Borrowers’ financial standing and income levels were responsible for most failed loan applications, said local banks being targeted over new home buyers’ inability to secure financing.
In a joint statement, the Association of Banks in Malaysia (ABM) and Association of Islamic Banking Institutions Malaysia (AIBIM) said a survey found that failed applicants did not meet Bank Negara Malaysia’s guidelines on debt-to-income ratio, had bad credit history, and fell below income requirements, among others.
“Buying a home is a major financial purchase and a home financing facility forms the highest value item of a customer’s debt portfolio.
“Thus, it is crucial for banking institutions to establish that a customer has the financial capability to make repayments during the financing tenure,” it said.
Stressing that banks would continue to provide financial services to eligible applicants, they said five criteria ― character, capacity, collateral, condition and capital ― will continue to be used for evaluation purposes.

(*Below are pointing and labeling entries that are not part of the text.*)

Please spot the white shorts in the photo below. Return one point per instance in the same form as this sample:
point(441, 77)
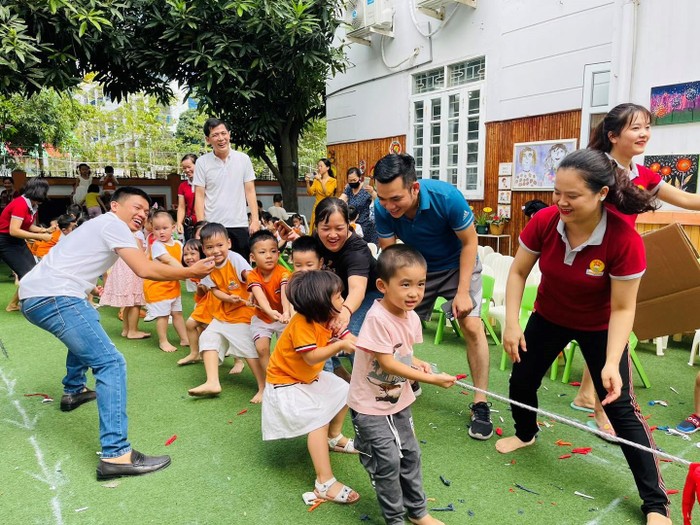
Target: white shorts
point(228, 339)
point(164, 308)
point(295, 410)
point(262, 329)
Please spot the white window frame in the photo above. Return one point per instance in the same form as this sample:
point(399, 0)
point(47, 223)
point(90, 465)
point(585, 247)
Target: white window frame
point(444, 95)
point(587, 109)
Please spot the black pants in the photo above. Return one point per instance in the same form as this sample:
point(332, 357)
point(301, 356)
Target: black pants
point(16, 254)
point(239, 241)
point(544, 342)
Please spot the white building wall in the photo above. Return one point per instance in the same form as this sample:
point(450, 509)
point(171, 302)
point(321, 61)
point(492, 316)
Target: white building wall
point(535, 53)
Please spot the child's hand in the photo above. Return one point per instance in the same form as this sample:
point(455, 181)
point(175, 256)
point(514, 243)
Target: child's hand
point(442, 379)
point(202, 268)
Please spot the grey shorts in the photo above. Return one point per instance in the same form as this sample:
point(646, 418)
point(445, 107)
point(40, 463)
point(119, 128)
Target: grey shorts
point(444, 283)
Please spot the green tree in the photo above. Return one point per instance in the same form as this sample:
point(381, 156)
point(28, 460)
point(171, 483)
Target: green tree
point(260, 64)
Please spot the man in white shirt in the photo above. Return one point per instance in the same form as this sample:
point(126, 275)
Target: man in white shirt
point(53, 297)
point(224, 180)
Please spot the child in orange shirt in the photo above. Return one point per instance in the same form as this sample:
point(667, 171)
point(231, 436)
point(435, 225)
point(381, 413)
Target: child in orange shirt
point(204, 300)
point(267, 283)
point(163, 297)
point(300, 398)
point(229, 331)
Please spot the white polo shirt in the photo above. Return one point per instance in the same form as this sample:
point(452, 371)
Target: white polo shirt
point(224, 192)
point(73, 266)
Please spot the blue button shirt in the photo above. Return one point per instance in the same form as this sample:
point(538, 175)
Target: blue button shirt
point(442, 211)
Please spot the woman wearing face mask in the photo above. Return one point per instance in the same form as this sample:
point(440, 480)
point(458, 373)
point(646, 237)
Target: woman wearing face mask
point(362, 197)
point(185, 198)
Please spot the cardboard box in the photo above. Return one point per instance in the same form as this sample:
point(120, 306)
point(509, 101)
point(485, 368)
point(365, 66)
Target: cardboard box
point(669, 294)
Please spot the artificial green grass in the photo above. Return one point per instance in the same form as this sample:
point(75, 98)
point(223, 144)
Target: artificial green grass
point(223, 472)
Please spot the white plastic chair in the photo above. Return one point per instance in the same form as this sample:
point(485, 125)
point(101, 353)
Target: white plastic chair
point(694, 347)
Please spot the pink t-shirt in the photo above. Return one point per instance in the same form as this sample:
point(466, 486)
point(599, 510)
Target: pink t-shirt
point(373, 391)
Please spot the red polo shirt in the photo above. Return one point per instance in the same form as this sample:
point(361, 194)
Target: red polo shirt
point(18, 209)
point(575, 287)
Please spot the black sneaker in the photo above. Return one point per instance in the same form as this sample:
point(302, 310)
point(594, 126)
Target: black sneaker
point(481, 426)
point(417, 390)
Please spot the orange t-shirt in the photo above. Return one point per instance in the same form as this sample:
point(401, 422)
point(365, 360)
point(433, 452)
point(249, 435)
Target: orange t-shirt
point(228, 278)
point(41, 248)
point(286, 364)
point(154, 291)
point(272, 288)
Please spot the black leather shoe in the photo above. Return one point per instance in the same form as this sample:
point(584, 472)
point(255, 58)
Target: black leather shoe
point(140, 464)
point(72, 401)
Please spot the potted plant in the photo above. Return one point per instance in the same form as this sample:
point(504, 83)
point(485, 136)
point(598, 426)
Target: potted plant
point(497, 223)
point(482, 220)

Earlier this month, Urban Wellbeing, Housing and Local Government Minister Tan Sri Noh Omar announced the introduction of an initiative that enables property developers to give out loans to buyers at an interest rate of 12 per cent with collateral and 18 per cent without collateral.
Noh said that the move is intended to assist Malaysians who are unable to get a full housing loan from banks or those who may only be given a partial housing loan.
However the proposal has been met with fierce opposition, including from his very own colleague Second Finance Minister Datuk Johari Abdul Ghani who deemed the proposal illogical and unsustainable.
Fitch Ratings also noted that the move might lead to the increase in the country’s debt due to unregulated lending from Bank Negara Malaysia.
Today, Noh was, however, reported as saying that the interest rate from property developers should be in the region of six per cent.
He said that it was the “fair rate” and that his previous announcement of 12 and 18 per cent was sensationalised.
He explained that the figures he previously mentioned were the maximum rates allowed by the Moneylenders Act.